An old Tynecastle attendance book from the days when crowds were noted and stored in basic hand-written form.
This one has been stored in the club archives for decades and contains details of a number of impressive attendances. The one which stands out most is the 53,396 people who watched a match against Rangers in February 1932.
The game brought in 2170 old pounds and ten shillings in gate money, which would have given the Hearts board a considerable boost at the time. You can see hand-written amounts of cash throughout the book as a record of monies collected.

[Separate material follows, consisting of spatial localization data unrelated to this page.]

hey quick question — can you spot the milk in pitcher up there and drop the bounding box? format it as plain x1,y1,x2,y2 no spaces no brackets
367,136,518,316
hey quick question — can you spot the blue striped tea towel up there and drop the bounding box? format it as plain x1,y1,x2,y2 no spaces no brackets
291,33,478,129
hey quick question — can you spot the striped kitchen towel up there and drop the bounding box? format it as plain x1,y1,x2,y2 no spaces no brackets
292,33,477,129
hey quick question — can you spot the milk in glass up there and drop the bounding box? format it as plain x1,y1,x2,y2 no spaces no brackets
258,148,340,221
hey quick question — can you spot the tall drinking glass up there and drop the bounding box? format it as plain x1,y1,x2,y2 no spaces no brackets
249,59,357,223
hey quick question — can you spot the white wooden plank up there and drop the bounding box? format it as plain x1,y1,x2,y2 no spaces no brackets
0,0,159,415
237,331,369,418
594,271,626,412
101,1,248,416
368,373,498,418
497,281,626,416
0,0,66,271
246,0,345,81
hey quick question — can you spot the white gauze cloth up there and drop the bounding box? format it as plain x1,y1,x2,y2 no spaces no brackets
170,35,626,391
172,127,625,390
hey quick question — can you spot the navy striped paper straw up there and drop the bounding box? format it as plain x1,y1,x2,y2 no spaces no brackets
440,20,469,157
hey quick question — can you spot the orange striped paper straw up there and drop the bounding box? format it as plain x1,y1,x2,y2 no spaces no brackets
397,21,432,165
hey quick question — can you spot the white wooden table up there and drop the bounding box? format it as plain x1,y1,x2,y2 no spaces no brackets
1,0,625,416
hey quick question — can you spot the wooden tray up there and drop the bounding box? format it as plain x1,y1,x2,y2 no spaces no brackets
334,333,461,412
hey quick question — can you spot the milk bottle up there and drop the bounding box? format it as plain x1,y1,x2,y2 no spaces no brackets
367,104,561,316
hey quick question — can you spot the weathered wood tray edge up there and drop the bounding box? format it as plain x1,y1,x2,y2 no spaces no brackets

Back in those days, football’s popularity was growing across the world but nowhere was it more evident than in Britain. Scottish grounds occasionally hosted six-figure attendances for big matches, such as cup finals and Scotland’s international matches against England.
Hearts’ crowds were more modest than that but attracting more than 50,000 people to Tynecastle for any match was still a significant achievement.
Other than the main stand, Tynecastle was an all-standing venue back then which made it much easier to cope with larger numbers. The introduction of strict health and safety regulations and the demand for all-seated stadia meant a gradual reduction in capacity down the years.
This was stuck at just more than 17,000 since the mid-1990s, however that figure will increase later this year when Hearts open their new main stand as part of the £12million redevelopment of Tynecastle Park. It will push capacity up beyond the 20,000 mark and finish the rebuilding of the ground.
No longer are crowds recorded manually. Nowadays, attendances are stored on computer and the majority of Hearts home matches are all-ticket affairs. That means money is processed centrally through the club’s ticket office.